A saída encontrada por Alcides Nogueira para driblar a camisa-de-força da classificação etária foi compensar o tônus peculiar de Ciranda de Pedra - a força social do romance - com o desenvolvimento do perfil psicológico dos personagens. Assim, a lésbica Letícia deixa de ser a desbravadora do virgem território da sexualidade alternativa, nos anos 1950, para ser simplesmente uma mulher que rejeita o modelo patriarcal, assumindo sua autonomia como esportista profissional. Conrado, o correspondente brasileiro do 'belo Antonio' de Brancati, homem consumido pela desolação, não será um impotente sexual, mas 'afetivo', tendo dificuldades para assumir o cargo de diretor da siderúrgica que recebe como nefasta herança.

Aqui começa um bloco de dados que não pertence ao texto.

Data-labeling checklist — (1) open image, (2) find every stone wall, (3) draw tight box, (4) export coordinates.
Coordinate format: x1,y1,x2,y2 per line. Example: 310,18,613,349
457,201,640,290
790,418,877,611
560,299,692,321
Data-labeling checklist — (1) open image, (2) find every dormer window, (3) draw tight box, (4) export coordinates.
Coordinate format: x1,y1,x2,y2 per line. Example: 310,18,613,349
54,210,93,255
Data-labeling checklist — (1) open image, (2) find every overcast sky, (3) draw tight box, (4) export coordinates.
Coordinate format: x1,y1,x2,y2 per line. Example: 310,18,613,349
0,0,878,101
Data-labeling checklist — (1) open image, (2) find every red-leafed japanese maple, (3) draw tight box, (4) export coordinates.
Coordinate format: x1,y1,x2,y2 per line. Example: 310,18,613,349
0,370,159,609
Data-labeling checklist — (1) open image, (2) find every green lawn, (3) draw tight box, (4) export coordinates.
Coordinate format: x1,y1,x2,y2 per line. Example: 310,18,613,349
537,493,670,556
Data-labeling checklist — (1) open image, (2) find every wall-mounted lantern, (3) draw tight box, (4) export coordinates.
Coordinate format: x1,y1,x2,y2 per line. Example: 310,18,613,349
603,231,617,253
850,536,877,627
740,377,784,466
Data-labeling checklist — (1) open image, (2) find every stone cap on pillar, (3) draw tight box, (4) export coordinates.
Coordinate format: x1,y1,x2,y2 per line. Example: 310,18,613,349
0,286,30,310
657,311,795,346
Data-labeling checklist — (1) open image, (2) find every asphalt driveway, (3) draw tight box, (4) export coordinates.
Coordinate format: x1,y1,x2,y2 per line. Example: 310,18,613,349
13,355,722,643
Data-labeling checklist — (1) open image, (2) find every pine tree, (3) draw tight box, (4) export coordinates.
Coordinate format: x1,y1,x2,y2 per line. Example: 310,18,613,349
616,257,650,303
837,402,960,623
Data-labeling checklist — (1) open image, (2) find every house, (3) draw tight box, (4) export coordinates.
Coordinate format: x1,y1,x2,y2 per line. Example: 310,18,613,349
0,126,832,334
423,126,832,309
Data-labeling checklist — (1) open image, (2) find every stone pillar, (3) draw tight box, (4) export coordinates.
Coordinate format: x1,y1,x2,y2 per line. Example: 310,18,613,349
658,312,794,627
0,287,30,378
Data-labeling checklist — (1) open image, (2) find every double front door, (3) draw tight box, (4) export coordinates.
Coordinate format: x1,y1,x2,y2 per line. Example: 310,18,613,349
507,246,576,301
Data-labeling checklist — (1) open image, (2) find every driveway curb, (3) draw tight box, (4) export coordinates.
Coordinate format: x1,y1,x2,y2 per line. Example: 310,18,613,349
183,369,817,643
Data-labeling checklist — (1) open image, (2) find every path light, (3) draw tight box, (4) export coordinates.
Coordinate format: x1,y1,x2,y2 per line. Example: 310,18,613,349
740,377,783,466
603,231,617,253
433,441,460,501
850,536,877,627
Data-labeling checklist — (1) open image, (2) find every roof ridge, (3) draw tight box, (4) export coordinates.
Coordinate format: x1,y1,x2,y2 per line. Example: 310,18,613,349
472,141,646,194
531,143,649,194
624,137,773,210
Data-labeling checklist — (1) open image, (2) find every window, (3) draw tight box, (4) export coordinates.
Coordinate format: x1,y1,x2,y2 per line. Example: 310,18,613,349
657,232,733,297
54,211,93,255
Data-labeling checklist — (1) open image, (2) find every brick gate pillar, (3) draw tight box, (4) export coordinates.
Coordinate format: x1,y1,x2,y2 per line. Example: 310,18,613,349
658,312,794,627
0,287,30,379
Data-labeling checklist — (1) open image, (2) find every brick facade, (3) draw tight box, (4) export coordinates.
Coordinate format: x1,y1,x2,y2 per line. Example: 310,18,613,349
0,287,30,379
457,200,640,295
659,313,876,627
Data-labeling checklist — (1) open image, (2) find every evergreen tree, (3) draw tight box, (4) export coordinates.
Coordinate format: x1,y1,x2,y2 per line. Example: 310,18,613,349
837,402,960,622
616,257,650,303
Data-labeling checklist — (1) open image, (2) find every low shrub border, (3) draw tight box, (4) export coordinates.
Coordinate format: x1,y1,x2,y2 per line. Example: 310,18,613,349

'Lygia tem aquela coisa das pequenas tragédias de Katherine Mansfield', define Nogueira, justificando sua opção por um caminho mais intimista para narrar essa história de desestruturação familiar, na qual a matriarca Laura (Ana Paula Arósio) seria o que hoje se conhece como vítima de transtorno bipolar. Laura, porém, não é a protagonista, mas sim sua filha Virgínia (Tammy DiCalafiori), uma solitária rejeitada pela família, espécie de gata borralheira que herda as sobras das reformas dos quartos das irmãs quando a mãe decide se separar do rico marido advogado, Natércio (Daniel Dantas), para assumir sua relação extraconjugal com o pobre médico Daniel (Marcello Antony).

É na casa de Natércio - 'um Dom Casmurro dilacerado', na visão do autor da novela - que existe a 'ciranda de pedra' do título. São anões ao redor de uma fonte no jardim do patriarca, que mantém a distância a filha ilegítima. Deslocada, Virgínia vai para um colégio interno e, em seu retorno, testemunha a morte da mãe e o suicídio do médico para, finalmente, voltar ao jardim que tanto amou e concluir que jamais fez parte daquela ciranda de cimento.

Na telenovela das seis, Virgínia vai adotar uma atitude reagente, garante Nogueira. 'Natércio aceita o papel de pai para não passar por marido traído e comprometer sua posição social, enquanto Virgínia se fortalece quando volta do colégio, desistindo de pertencer a essa ciranda social fechada.' O autor assume como modelo o folhetim balzaquiano e diz que viu o suficiente dos filmes de Douglas Sirk para não sentir vergonha do melodrama. 'Talvez seja mesmo a forma que a sociedade contemporânea tenha de entender o sentido da tragédia', observa o dramaturgo, citando a adaptação que Fassbinder fez nos anos 1980 do épico Berlin Alexanderplatz, de Alfred Dõblin, minissérie produzida para a televisão alemã com 15 horas de duração, depois exibida nos cinemas. Fassbinder é um modelo assumido, por sua coragem de enfrentar o monumento literário de Dõblin, sofisticado autor expressionista alemão marcado pela leitura de Kierkegaard e ele mesmo roteirista em Hollywood nos anos 1930.

A principal adaptação que Alcides Nogueira fez foi transferir para 1958 o ponto de partida da novela, um ano simbólico por incorporar momentos históricos de ruptura como a bossa nova, a ascensão da classe média, a conquista da copa mundial de futebol e o começo da construção da nova capital. Para o dramaturgo, um proustiano de carteirinha, essa evocação do tempo perdido vai além da nostalgia. É uma oportunidade de repensar onde o Brasil tropeçou no terreno da ética.

Apesar disso, Alcides não pretende fazer da novela um tratado sociológico sobre a ascensão da classe média que, nos anos 1950, cedeu ao vale-tudo para entrar no circuito do consumo. A tradicional família Prado, avesso da pobre família de Daniel, adota, segundo o dramaturgo, um modelo chekhoviano de ser. Ou seja: no meio de um turbilhão social, tenta sobreviver como se nada pudesse afetá-la. Não é familiar?